A darling of design magazines and lifestyle blogs, Banquet Atelier & Workshop is noted for its high-quality screen prints, stationery, and textiles. In conjunction with the Met Museum’s special exhibition Ancient Egypt Transformed: The Middle Kingdom, The Met Store collaborated with Banquet on a collection of playful, Egypt-inspired designs. Banquet’s Sarah Edmonds shares her thoughts about her company and this exclusive project.
Tell us a bit about your background.
I have a fine arts background with a specialty in textile design, and worked for commercial galleries and artist-run centers here in Vancouver. My partner Tammy Lawrence worked with nonprofits and in television.
What motivated you to start Banquet Atelier & Workshop?
We were looking for a way to work creatively while raising our young children. In the beginning we wanted to create educational and affordable art and other items for families of every kind. The company has evolved but this initial inspiration still rings true.
How big is the studio staff?
Banquet is just the two of us plus Amber, our newest staff member and studio manager, who currently keeps it all together as we go down the seasonal holiday rabbit hole. We also have a group of brilliant women who come in to help during our busier times, and we all talk motherhood and books and politics while we sleeve cards and roll prints.
Where do you look for design inspiration?
It’s really everywhere. Vintage books, conversations with our children and friends, contemporary art, antique textiles, the community at large. Recently we saw the Vancouver Mycological Society’s show at VanDusen Botanical Garden, and are newly obsessed by the amazing variations of something as simple as a mushroom. We’d love to do a toadstool print, but a lot of the times things manifest themselves in a less literal way, like in a new color way or a silly fungi card.
What was it like creating imagery derived from ancient Egypt?
Endlessly fascinating. I could have kept going and going with this, it was really hard at the end of the project to clear my workspace and look in a new direction! The level of detail, the powerful iconography and incredible stories. Myth and magic seemed to imbue every detail of life for the ancient Egyptians and I find that richness totally mesmerizing.
In the digital age, what are the benefits of using such a traditional method as screen-printing?
Everything we do starts with a hand-drawn sketch and the screen print is a logical extension of that. Sometimes it’s very subtle, but the tiny variations of a made-by-hand process bring a kind of humanity to the product that we aren’t willing to compromise on.

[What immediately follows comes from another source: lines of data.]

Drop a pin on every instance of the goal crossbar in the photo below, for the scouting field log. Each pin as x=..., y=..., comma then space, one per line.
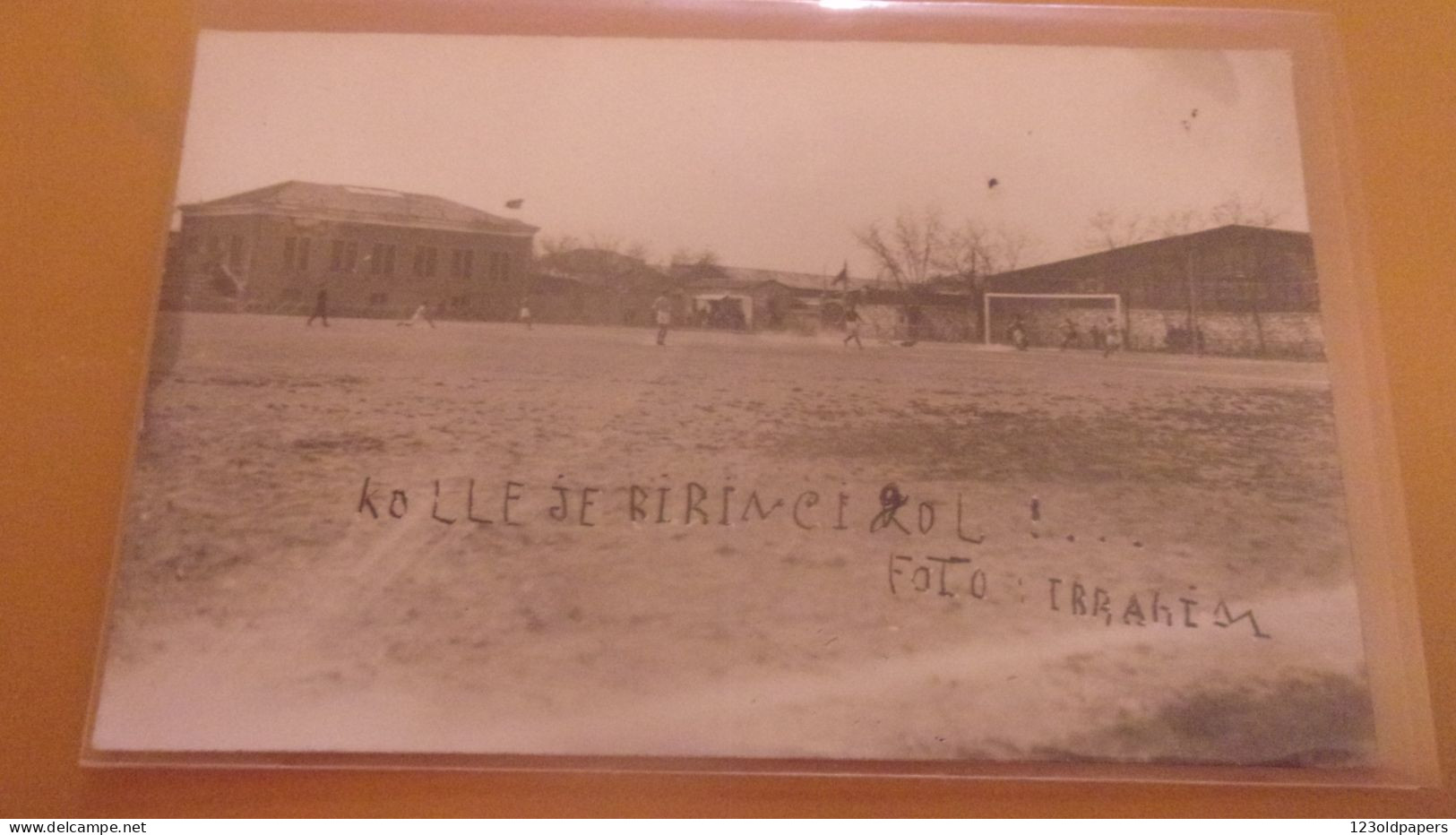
x=986, y=303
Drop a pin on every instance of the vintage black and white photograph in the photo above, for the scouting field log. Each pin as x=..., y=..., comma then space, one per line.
x=738, y=399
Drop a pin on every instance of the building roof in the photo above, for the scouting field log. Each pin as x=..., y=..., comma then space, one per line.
x=358, y=204
x=1223, y=235
x=745, y=277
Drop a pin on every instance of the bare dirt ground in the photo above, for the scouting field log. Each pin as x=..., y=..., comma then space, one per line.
x=261, y=604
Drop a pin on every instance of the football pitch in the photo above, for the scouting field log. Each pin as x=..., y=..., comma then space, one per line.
x=570, y=540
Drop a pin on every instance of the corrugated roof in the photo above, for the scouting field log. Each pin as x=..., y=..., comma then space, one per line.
x=363, y=202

Do you do the printing in-house?
No, we work with local printers who have been with us since the beginning. They are true artists and experts at what they do, and we follow their lead in many ways. It’s a real back-and-forth process, and we love that their studio is just 10 minutes from our own. Screen-printing has the potential to disappear (in the digital age!) and we love supporting these craftspeople in what they do.
Do you follow any particular design blogs?
We don’t generally follow design blogs. (It’s too easy to be confused creatively by what other brilliant people are making and doing!) But we do have a few favorites we return to: Textile Systematism is great for snippets of carpet, pleated origami silks, and antique embroidery. We probably wouldn’t be here without Design Sponge and Grace Bonney’s beautiful eye and powerful influence. And South Willard News for great ceramics and a little bit of politics, science, and current events. Lately we look at Instagram and Pinterest more. We are loving Micah Lexier’s feed and Jennifer Higgie’s [writer and co-editor of Frieze magazine] posts on woman artists that we’re not always familiar with. I also love @dulldiamond’s beautiful snapshots of her daily domestic inspirations. Her color palette and formatting are just about perfect.
Any favorite artists or role models?
Countless. And always changing. We love Ruth Asawa’s work and her commitment to her family. The layering of color and patterns in Gunta Stölzl’s weaving provide endless inspiration, and we’re both a little obsessed with the writer Elena Ferrante and her determined commitment to maintaining a life and practice outside the public eye. Also looking a lot at David Hockney’s landscapes, and his glistening puddles of water under trees and sky. We’re especially inspired by a close-knit group of fellow creatives and moms in our daily lives. This community is vital to our own creative practice, but also as the foundation to keeping a work-life balance, not always an easy thing!
Does life in the Pacific Northwest influence your work?
Definitely. Vancouver is on the very edge of one of the greatest rain forests in the world. We can be walking in the woods in a matter of minutes, or better still beachcombing at the water’s edge.
Anything else you’d like to share? Favorite music, food, museum, tree?
On repeat in the studio is Destroyer’s new record “Poison Season.” Pomegranate quinoa with halloumi makes the best winter salad. When in New York City we love El Rey for a fresh and healthy lunch. As for museums we love the Museum of Anthropology at UBC here in Vancouver. It’s our first recommend to out of towners, and we go back again and again. Their collection of Coast Salish woven baskets is unbelievable, and to see Bill Reid’s work close up is endlessly powerful. And if I were a tree I’d be a wizened pine on the edge of the beach. So much personality for a tree!
[Editor’s note: Ben Richmond also contributed to this Q&A post.]